Proposed Rule: Transparency in Coverage
The Proposed Rule was issued by the Departments of Health and Human Services, Labor and Treasury on November 15, 2019. The purpose of the Proposed Rate is to bring greater transparency across the health care industry and allow for comparison shopping.
The Proposed Rule would require:
- Each “non-grandfathered group health plan”— grandfathered health plans are those in existence as of March 23, 2010, when the Affordable Care Act was adopted, so long as they maintain their status as grandfathered health plans—or health insurance offering non-grandfathered health insurance coverage in individual and group markets to make available to participants, beneficiaries, and enrollees personalized out-of-pocket cost information for all covered health care items and services through an internet-based self-service tool, and, if requested, in paper form.
- Each non-grandfathered group health plan or health insurance issuer offering non-grandfathered health coverage in the individual and/or group markets would be required to make available to the public, including consumers, researchers, employers, and others, the in-network negotiated rates with their network providers and historical payments of allowed amounts to out-of-network providers through standardized, regularly updated machine readable files.
- The Proposed Rule would allow issuers that incentivize consumers through introduction of plans that include provisions that encourage consumers to shop for services from lower-cost, high-value providers and that share resulting savings with consumers to take credit for such “shared savings” in their medical loss ratio (“MLR”) calculations. Such issuers would not be required to pay MLR rebates that would provide a benefit to consumers that is currently captured in any existing MLR revenue or expense categories.
The Proposed Rule solicits comments on:
- Whether group health plans and health insurance issuers should be required to make available through a standards-based application programming interface the cost-sharing information.
- How health care quality information can be incorporated into the price transparency proposals.

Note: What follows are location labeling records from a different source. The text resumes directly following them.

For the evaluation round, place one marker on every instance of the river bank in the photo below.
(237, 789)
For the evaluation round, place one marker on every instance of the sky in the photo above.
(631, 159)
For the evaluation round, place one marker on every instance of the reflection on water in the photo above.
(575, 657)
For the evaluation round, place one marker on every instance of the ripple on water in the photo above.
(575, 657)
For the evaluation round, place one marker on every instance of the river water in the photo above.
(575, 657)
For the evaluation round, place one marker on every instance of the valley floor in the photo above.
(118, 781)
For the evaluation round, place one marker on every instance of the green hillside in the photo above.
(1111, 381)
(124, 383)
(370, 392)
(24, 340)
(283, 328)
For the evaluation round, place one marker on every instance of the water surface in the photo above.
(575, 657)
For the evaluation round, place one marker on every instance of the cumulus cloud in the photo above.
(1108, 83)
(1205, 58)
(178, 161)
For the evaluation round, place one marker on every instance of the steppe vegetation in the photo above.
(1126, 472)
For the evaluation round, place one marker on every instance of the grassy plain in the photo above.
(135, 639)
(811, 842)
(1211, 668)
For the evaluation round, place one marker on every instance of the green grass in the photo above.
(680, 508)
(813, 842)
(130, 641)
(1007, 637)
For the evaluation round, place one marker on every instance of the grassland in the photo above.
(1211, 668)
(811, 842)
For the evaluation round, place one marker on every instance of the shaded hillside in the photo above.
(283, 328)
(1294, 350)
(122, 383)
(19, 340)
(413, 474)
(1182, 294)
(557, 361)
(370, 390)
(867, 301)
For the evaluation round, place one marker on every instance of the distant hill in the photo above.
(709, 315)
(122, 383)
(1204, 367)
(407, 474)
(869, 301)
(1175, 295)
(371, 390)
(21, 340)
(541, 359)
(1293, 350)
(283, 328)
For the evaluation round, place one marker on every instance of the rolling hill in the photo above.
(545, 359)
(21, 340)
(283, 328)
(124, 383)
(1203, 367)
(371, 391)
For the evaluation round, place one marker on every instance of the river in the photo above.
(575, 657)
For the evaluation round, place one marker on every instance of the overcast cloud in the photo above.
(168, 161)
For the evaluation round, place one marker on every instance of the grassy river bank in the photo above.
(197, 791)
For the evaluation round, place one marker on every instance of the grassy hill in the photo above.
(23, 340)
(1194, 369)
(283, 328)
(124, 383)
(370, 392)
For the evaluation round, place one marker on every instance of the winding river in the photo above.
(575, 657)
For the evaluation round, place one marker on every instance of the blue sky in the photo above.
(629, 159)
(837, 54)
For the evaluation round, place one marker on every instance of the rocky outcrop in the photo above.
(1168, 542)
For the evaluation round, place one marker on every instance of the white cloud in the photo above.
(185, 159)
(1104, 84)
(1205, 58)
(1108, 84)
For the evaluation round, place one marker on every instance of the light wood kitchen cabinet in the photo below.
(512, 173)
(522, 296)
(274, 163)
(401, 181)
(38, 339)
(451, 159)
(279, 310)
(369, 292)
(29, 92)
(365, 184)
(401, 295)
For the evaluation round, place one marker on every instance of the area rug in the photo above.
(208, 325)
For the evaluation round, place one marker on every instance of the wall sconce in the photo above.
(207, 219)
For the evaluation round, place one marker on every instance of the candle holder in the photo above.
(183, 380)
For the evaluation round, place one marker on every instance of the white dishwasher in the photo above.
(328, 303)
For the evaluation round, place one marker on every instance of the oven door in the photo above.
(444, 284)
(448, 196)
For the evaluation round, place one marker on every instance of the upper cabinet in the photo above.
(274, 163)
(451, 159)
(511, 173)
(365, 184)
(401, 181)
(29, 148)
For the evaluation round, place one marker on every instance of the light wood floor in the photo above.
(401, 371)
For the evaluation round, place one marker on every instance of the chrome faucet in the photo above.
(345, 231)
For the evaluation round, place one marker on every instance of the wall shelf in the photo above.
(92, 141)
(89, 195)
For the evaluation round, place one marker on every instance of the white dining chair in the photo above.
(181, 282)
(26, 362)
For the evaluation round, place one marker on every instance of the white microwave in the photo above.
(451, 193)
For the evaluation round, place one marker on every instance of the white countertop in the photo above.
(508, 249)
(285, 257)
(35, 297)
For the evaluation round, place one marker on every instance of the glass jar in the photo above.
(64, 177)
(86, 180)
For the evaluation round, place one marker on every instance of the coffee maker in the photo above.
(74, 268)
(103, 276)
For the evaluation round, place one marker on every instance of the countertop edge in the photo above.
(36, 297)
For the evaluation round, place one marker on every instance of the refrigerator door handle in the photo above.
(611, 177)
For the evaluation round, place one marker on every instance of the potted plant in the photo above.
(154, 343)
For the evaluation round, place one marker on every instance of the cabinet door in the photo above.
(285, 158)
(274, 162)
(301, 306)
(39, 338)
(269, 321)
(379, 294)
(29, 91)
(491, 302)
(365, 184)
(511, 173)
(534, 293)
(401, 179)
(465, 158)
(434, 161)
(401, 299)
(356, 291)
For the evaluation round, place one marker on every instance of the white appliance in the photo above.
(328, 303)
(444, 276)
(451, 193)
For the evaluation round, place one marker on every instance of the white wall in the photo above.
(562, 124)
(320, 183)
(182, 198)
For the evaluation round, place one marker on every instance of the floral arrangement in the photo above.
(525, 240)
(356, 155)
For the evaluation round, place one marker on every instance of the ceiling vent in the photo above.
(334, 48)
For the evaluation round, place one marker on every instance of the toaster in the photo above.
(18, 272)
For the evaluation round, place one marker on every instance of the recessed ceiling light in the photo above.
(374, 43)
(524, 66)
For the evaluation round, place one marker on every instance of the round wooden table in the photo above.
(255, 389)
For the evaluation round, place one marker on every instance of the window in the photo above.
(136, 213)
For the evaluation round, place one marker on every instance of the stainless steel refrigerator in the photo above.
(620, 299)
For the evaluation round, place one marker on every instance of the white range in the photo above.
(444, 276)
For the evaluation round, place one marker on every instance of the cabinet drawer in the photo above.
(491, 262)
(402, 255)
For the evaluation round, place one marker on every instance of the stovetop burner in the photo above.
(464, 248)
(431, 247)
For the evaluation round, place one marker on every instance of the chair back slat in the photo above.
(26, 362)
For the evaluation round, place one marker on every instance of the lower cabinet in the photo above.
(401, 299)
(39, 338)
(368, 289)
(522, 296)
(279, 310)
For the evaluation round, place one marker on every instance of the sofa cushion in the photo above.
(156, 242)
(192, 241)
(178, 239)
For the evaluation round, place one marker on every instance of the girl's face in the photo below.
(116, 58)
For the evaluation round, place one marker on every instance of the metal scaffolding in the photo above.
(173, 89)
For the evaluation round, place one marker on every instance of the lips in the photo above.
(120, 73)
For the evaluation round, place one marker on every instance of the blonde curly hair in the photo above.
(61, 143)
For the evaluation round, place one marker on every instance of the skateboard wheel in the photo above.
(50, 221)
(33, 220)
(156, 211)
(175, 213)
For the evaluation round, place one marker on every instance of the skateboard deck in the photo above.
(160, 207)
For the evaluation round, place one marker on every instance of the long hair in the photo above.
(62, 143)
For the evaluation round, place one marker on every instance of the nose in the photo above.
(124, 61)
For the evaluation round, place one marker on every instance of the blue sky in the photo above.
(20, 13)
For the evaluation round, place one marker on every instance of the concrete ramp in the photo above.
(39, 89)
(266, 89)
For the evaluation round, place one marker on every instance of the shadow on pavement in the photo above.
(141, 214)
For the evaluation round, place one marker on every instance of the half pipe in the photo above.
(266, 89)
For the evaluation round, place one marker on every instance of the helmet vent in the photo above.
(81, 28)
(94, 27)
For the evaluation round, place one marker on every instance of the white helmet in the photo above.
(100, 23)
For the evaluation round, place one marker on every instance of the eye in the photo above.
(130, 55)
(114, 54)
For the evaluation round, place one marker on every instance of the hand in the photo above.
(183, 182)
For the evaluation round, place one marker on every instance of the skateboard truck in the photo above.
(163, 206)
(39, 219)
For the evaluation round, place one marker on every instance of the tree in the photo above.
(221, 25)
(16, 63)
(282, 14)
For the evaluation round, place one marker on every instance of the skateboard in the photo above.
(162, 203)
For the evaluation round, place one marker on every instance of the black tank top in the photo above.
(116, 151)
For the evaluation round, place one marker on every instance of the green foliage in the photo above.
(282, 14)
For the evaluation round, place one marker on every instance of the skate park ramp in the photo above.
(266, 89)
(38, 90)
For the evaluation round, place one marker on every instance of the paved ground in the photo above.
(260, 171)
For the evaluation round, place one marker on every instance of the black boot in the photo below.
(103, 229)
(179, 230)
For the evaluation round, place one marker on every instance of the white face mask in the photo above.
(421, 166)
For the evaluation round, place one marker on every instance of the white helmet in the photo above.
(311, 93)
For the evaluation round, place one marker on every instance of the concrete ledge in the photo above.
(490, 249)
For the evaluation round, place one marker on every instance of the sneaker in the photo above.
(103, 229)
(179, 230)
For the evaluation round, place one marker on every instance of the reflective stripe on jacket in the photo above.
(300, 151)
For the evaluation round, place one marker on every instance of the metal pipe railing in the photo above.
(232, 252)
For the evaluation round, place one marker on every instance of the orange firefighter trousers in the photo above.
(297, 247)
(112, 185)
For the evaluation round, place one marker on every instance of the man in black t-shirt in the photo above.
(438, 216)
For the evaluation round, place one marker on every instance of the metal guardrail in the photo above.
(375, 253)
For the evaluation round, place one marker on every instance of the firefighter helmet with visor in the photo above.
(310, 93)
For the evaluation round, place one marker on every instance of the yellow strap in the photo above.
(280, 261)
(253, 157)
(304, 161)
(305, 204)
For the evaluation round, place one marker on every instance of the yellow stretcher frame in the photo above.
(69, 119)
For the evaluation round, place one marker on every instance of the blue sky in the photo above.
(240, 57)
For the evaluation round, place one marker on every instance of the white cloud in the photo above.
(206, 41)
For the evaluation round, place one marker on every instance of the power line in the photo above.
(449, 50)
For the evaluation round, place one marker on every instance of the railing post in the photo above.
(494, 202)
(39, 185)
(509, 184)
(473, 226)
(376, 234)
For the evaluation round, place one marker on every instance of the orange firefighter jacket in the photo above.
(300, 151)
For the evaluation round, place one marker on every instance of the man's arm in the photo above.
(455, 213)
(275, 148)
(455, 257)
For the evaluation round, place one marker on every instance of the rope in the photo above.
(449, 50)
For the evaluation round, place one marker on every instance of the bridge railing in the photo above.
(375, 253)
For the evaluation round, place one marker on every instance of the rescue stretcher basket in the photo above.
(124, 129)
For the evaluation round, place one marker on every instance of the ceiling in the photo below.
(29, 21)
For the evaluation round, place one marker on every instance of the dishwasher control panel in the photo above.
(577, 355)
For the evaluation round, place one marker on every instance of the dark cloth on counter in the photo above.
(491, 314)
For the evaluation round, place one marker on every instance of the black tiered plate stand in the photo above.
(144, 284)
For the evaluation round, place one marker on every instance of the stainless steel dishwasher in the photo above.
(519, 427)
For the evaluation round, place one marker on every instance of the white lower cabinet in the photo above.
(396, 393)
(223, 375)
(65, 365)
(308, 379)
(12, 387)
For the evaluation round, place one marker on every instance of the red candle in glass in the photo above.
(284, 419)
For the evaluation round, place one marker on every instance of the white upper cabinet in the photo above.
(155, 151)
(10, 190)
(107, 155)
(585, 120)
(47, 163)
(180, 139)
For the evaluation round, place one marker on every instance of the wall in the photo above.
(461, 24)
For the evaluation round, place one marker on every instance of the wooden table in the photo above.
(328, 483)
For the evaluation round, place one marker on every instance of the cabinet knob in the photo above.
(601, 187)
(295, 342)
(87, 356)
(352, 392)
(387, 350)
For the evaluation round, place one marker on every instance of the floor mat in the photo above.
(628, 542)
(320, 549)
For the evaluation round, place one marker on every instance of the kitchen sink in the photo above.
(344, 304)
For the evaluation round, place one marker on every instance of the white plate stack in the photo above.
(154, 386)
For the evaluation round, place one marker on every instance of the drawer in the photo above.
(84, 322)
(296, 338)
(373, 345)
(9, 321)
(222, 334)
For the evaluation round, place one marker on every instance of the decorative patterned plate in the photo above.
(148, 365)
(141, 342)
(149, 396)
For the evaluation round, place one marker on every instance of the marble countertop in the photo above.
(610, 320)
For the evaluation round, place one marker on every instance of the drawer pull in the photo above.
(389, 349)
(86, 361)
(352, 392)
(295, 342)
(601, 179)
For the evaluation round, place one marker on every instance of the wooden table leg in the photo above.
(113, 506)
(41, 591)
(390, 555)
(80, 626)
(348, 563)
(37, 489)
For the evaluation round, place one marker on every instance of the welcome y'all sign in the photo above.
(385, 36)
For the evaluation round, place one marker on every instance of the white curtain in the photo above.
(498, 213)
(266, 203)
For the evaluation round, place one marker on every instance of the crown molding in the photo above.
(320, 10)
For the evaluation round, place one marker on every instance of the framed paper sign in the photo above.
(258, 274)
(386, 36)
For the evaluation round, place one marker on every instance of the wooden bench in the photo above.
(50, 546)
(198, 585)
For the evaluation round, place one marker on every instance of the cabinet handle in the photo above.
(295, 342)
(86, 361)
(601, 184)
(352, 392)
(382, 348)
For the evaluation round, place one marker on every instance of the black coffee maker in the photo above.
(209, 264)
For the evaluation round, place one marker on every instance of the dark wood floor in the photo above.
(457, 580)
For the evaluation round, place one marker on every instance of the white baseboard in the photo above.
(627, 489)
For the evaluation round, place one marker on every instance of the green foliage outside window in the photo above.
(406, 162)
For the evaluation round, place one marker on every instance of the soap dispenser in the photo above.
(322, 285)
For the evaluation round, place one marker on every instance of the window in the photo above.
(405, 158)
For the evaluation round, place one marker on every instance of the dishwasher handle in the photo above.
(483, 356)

Comments are due by 5:00 p.m. on January 14, 2020. It is proposed that the rule would become applicable for plan years beginning one year after finalization of the rule, except for the MLR provision, which would become applicable beginning with the 2020 MLR reporting year.
Takeaways—It is clear that the government believes that price transparency is an important step in its efforts to influence health care costs. The hospital industry contends there are serious issues associated with such transparency but is facing a final rule that requires it. Health plans are now facing a similar challenge with a proposed rule seeking stakeholder comments in short order.